From those migrant peoples emerged some highly advanced cultures, which rose, flourished, and fell. The Mayas and Aztecs of Mexico, the Incas of Peru, the North American settlements, the Pueblo of the Southwest – all of them blazed a trail across time but left behind for us only a few physical reminders of themselves, silent clues to a once-flourishing but now vanished way of life.

There is something haunting about these remaining traces of earlier civilizations. In a sense, they are a part of our history, even if we know next to nothing about them. Their mysterious life and death haunt us with a somber recognition: the realization that our civilization, too, is perishable and can disappear in the same way.

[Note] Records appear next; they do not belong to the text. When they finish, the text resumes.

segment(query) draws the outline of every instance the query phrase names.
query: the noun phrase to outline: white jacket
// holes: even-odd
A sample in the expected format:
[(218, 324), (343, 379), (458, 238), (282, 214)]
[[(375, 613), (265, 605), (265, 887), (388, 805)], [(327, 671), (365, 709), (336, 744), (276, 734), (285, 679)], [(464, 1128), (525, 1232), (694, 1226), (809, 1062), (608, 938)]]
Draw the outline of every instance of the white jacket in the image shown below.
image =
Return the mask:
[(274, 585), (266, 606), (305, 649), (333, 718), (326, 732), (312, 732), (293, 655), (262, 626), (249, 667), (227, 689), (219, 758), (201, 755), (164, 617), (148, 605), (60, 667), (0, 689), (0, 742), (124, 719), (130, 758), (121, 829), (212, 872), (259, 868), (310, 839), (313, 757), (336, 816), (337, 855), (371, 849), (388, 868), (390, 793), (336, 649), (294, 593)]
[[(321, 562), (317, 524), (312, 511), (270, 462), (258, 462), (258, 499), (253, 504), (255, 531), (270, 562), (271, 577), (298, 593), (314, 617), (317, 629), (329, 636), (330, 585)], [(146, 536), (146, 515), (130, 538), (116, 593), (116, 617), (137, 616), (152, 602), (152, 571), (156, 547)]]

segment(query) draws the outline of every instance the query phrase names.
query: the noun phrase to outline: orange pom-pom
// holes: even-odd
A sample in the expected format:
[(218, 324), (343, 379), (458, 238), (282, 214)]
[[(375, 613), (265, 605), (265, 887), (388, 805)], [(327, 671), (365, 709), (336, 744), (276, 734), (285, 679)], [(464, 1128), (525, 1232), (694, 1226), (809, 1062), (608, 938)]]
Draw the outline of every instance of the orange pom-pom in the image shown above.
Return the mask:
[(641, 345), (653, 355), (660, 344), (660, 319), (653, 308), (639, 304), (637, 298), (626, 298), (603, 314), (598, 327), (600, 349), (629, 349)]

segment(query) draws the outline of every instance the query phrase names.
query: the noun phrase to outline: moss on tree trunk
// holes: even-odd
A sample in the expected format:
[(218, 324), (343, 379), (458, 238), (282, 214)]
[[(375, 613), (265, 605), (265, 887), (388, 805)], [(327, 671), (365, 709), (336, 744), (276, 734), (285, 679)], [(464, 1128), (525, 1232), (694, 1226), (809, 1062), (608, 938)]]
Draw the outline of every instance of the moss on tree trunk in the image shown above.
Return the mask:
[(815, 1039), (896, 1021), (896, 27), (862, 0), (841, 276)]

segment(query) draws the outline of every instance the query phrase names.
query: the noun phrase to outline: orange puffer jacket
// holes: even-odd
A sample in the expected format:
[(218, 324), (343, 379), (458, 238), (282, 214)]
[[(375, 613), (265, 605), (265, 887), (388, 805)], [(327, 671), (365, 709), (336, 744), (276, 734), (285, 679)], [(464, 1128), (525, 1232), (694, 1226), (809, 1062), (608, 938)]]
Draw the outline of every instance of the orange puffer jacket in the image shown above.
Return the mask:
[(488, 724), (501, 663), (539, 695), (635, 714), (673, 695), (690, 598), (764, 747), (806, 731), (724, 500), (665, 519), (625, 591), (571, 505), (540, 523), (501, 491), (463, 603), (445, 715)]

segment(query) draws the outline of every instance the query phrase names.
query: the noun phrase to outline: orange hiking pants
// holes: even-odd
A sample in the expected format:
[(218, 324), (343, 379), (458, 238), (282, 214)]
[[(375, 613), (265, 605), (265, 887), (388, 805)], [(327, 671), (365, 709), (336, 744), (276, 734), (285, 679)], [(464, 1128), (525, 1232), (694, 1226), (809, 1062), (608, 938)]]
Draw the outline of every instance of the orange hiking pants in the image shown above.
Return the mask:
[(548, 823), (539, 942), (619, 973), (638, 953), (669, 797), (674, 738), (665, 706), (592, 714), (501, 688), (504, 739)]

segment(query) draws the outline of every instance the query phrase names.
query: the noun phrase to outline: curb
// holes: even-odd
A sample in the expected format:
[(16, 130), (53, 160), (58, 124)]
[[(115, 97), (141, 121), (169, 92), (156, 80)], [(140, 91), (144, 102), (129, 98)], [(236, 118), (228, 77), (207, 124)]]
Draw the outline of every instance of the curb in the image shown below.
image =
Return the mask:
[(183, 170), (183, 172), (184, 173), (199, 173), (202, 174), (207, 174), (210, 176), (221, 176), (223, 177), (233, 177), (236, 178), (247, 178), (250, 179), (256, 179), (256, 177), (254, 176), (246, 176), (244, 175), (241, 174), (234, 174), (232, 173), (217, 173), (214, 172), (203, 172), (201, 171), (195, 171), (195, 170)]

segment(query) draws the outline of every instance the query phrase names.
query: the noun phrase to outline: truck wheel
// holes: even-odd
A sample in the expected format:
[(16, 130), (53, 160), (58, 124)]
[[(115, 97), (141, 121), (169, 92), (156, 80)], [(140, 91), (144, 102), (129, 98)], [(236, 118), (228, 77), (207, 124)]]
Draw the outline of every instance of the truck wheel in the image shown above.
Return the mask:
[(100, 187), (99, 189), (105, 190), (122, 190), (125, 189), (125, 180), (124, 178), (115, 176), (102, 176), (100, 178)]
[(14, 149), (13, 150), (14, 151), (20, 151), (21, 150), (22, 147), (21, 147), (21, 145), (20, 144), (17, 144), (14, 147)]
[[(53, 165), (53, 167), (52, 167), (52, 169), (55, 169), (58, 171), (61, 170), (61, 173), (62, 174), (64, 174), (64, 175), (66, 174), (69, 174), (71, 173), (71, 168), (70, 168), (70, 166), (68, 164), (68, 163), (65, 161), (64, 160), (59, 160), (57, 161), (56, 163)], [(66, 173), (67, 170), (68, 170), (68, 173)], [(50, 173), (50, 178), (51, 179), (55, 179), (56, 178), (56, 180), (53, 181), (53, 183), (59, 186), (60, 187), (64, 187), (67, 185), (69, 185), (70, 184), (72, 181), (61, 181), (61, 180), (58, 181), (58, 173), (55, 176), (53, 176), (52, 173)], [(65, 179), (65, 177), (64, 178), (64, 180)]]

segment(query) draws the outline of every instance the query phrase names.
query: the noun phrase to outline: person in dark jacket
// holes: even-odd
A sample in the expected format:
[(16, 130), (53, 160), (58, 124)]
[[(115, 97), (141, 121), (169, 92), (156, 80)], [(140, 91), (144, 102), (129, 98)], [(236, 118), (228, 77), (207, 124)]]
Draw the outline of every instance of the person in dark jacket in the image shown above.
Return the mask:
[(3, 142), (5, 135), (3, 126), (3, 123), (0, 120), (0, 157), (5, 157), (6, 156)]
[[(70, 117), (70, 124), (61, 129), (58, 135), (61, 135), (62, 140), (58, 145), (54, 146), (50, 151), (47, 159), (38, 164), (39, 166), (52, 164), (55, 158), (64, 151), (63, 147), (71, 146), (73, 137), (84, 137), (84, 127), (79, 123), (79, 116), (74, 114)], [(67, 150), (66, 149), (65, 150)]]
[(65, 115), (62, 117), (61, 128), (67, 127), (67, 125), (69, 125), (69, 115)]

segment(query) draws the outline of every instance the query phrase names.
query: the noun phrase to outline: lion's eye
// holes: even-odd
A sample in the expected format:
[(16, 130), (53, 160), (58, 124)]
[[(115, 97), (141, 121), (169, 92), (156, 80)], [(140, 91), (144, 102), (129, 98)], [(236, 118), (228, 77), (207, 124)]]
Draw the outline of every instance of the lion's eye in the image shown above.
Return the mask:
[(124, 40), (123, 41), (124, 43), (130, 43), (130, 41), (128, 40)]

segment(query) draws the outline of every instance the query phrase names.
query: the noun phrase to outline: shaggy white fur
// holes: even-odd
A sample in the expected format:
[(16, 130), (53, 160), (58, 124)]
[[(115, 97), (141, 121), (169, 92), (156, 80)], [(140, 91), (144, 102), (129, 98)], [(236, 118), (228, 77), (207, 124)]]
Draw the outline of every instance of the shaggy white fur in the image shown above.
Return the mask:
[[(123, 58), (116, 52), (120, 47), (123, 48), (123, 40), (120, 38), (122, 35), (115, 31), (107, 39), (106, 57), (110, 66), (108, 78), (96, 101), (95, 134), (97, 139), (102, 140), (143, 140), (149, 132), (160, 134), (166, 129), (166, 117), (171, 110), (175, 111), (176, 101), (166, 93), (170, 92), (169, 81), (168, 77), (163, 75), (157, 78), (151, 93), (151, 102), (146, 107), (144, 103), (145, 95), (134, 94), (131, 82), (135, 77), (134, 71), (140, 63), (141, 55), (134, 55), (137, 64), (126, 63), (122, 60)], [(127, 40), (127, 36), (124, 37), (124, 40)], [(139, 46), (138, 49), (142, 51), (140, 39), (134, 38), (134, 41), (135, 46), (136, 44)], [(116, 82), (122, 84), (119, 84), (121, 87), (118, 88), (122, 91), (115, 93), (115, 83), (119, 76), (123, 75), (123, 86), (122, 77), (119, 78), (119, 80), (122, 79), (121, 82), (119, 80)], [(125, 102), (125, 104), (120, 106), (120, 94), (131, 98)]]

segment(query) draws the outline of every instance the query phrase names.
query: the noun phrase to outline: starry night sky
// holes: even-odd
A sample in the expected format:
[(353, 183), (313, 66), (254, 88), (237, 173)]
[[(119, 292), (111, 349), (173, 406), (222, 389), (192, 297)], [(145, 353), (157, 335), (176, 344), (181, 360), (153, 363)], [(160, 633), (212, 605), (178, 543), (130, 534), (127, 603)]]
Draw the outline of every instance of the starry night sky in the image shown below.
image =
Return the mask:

But we won’t begin our story with those civilizations past, for the simple reason that they had no direct or significant role in the establishment of the settlements and institutions that would eventually make up the country we know as the United States.

Neither did the later discovery and exploration around the year 1000 of a New World by adventurous Norse seamen, such as Leif Eriksson of Iceland. He tried to plant a colony in what is now the large Canadian island of Newfoundland. He and other Norsemen tried their best to establish a settlement in this chilly newfound land to the west. But their efforts came to nothing and are generally counted as historical curiosities. They are interesting false starts on American history, perhaps, but no more than that.

And yet, on further reflection, I need to modify that statement, for the lost civilizations of the first Americans and the episodic voyages of Eriksson and other Norsemen point toward the deepest sources of American history. They point to the presence of America in the world’s imagination as an idea, as a land of hope, of refuge and opportunity, of a second chance at life for those willing to take it. Ideas are as much a part of history as battles, elections, and other deeds. And that idea, and the persistence of that idea, is one of the themes of this book. It is in the book’s title itself.